Name them. Father, brother, brother, infant sister and finally mother. My friend is from a family that loves to die.
          And this is not to say, that they are sloppy or reckless. The brothers, perhaps, but who can say they have not had wine and gotten behind the wheel. There are bad cells, abnormal counts, missed beats.
          It is: There, but for the grace of god. We sow what we reep. Ashes to smashes. Dust to rust.
         These are the words they give my friend. Or some of them. He has been handed so many lines he can’t keep a straight face. So he jokes for them: Group plan, economy of scale, let’s lay them boy-girl-boy-girl-boy....
          I am his only confidant and even I can’t resist. I ask him what it’s like. How the few left go on. He smiles and says, We got family VALUE. And it’s true. At Thanksgiving they have doctors, a coroner and a florist join in on the meal. My friend serves them like his own. He leans over and whispers to his single sister: The way to a good burial is through a man’s stomach.
          But alone, I can see otherwise, while he fingers the shoulders of his two young boys like a pianist seeking keys.

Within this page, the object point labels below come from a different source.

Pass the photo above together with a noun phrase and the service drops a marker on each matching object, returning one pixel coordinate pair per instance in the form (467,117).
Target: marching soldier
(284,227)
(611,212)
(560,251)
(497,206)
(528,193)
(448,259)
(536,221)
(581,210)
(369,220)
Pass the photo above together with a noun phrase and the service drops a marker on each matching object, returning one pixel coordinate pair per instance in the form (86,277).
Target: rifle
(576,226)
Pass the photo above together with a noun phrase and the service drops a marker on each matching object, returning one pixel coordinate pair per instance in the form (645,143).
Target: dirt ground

Diana is a June 1997 graduate of Bennington’s MFA Program and has been published in The Nocturnal Lyric and Whiskey Island. She is the Global Network Manager of International Management Group and lives in Cleveland Heights, Ohio.


Avarice
by Bruce Burrows      

He believes he loves a kaleidoscope; the turn of her neck brings replacement, a new stranger to discover.
          Seven unopened bottles of French drinking water sit on the cement next to her. Two empties rock slightly in the breeze. Another, half empty in her hand, becomes lighter as she pours along the lines of her body, nowhere near her mouth. This is more than hedging against heat. Each bottle is a speech. Extravagance, decadence. Greed.
          He downs the last of his lemonade and crouches at the edge of the pool, watching the movement of her arm in the shadow stretched across the water.
          "Can I have one of those?"
          "No."
           He nods. This voice he knows, no matter the face. The voice that makes him invent chants or quote Russian authors in his head. He turns his eyes from the scene and looks down the lip of the pool. That amazing sun is making jewels dance in the concrete. What are those? Like small pieces of broken glass, always afraid they would cut the bottom of his feet. What do they do for the concrete?
           He starts at the sound of the empty bottle on the patio, and his head snaps up to watch the shadow. Dropping back on rigid arms, he turns his head so the sun will throw his profile to her.
          "You know, when I was little, my older sister took these classes after school. Which fork to use, books on her head, that kind of stuff. You know?"
          "Yeah." Her fingers open the next bottle. "So?"
           "I was just thinking about it for some reason. Going to pick her up. My mom came for me, and then we drove over together and got her."
          She smiles and her eyes dance under the sunglasses as she watches the sweat diminish on his back, as if the drops are moving away from her. "In the station wagon? Oh, yeah," she says, "that helped."

Bruce earned his MFA in Writing & Poetics at The Naropa Institute. Despite this, he works as a Software Consultant based in San Francisco, spending most of his life in airplanes and hotels. His work has appeared in various publications, including The Little Magazine, Spike, & Bombay Gin.